Seriously – why shouldn’t I be with a guy this hot ???  So, after this my whole night just kicks into overdrive.  I’m so high from the family connection that my vibes make me really attractive to everyone in the bar, and I’m meeting guys left and right.  I ask Pam what we should do – is a Skype still possible at this point?  She’s like Yeah, but hurry.  Jen wants to put the kids to bed.  But I’m about 15-20 minutes away from home by bike, and then I’d have to take the dog out, and then boot up the PC, and I couldn’t make a Skype happen before at least a half hour at the earliest.  Plus, I kinda didn’t want to leave the bar.  The night was in full swing, and I was lovin it.  Pam didn’t twist my arm and said, Nah, let’s just bag it.  Right answer, PammiePoo !!

I saw my friend Ron, and I talked to him a little bit in Hebrew first, and he paid me the hugest compliment.  He said You know, some people might make fun of your [totally sucky] Hebrew, but let me tell you something: I think it’s a really brave thing you did, moving all the way here and starting a new life at your age, and so does everyone else.  They won’t admit it, but everyone looks up to you for what you did, because it’s really important for Israel, and we appreciate what you’ve done.  You’ll have a better life here, more opportunity than you would in America.  I was not expecting this from him, and it made me feel terrific.

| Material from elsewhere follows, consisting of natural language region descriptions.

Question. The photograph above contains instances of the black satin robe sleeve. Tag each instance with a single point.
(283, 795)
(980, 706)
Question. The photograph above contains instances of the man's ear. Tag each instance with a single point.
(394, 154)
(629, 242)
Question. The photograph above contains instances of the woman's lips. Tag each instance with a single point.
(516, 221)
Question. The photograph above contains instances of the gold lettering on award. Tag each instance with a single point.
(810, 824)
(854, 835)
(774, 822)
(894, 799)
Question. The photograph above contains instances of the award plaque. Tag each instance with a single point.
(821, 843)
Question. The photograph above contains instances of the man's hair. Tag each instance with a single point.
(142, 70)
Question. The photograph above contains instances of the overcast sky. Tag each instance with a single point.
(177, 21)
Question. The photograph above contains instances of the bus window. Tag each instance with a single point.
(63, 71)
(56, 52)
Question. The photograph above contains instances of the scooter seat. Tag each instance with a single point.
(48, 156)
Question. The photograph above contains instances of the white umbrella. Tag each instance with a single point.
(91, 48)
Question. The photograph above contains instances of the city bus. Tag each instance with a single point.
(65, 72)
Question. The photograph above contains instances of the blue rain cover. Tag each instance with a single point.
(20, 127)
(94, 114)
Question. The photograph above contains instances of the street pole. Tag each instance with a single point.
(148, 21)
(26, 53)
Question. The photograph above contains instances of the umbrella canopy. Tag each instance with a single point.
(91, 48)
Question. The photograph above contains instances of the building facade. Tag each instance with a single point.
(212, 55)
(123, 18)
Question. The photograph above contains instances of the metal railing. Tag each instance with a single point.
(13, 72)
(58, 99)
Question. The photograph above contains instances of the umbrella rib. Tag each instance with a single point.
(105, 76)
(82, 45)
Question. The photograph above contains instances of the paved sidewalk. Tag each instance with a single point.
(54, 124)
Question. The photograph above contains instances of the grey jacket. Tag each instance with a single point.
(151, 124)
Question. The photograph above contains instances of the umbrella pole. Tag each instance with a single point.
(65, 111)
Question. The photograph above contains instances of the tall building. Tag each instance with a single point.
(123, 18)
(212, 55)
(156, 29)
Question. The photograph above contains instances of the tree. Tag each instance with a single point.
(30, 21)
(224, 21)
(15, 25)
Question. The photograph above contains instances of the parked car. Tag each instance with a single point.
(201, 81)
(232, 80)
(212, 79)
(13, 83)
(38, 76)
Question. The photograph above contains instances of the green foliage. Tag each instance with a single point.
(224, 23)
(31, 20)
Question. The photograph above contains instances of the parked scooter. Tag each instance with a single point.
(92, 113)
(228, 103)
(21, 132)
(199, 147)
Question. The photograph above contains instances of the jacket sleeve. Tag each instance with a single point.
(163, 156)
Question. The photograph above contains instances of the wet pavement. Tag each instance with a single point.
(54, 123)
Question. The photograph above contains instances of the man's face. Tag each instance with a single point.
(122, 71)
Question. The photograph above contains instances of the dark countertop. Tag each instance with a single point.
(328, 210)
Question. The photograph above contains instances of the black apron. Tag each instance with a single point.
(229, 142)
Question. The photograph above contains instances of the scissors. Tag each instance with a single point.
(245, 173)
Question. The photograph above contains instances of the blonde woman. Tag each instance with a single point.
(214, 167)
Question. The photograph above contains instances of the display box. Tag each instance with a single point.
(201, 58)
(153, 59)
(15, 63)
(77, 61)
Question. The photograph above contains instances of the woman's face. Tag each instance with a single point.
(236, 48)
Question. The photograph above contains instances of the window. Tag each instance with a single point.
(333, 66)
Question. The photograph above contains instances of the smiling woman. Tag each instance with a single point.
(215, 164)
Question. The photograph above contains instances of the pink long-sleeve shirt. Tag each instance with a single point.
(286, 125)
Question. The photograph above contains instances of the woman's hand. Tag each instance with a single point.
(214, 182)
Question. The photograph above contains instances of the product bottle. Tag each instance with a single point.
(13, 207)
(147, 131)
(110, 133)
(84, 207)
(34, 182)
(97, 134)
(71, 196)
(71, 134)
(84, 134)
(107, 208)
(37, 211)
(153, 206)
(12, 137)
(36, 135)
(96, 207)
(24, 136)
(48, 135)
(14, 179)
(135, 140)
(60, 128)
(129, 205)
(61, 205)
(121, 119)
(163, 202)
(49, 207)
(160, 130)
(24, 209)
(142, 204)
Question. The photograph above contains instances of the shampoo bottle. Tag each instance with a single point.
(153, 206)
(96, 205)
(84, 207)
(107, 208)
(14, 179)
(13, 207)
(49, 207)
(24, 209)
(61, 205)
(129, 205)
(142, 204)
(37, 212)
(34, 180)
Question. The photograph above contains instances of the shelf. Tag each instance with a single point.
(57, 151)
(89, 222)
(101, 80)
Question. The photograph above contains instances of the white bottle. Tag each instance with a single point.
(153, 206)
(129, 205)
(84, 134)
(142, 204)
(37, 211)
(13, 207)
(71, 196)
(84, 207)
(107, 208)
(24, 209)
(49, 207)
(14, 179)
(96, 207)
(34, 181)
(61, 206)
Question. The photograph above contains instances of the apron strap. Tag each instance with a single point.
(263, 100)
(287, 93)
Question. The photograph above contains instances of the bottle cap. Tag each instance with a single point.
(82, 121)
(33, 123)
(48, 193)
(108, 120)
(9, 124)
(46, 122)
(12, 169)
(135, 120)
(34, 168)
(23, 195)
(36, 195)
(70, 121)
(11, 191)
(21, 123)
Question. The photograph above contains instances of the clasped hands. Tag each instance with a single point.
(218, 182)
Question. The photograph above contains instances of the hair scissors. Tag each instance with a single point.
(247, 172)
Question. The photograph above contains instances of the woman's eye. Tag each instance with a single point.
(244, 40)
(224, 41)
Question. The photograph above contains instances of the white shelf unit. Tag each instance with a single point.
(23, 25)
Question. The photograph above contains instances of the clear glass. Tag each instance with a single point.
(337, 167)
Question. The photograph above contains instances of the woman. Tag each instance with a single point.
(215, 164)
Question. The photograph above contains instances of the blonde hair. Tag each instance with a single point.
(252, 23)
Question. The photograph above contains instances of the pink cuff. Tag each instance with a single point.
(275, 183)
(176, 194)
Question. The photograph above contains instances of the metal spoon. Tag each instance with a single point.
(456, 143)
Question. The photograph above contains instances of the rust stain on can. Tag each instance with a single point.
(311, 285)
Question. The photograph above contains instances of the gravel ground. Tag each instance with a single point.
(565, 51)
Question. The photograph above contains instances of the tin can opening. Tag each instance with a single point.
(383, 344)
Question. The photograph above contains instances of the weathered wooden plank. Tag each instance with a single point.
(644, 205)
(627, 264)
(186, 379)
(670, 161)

So, anyway, then I rode home, walked the dog…and surfed the ‘Net for two hours, b/c I was so wired up.  I still wished I’d had a chance to see and talk with everyone in my amazing family, but it was amazing in its own right how my night went from sad & lonely to maybe my best night out in Tel Aviv yet.

Thanks to H.P., Shuki, Anna, Russell, Jacques & Shoham, שמאי, Eliad, Danny, & Pamela !!!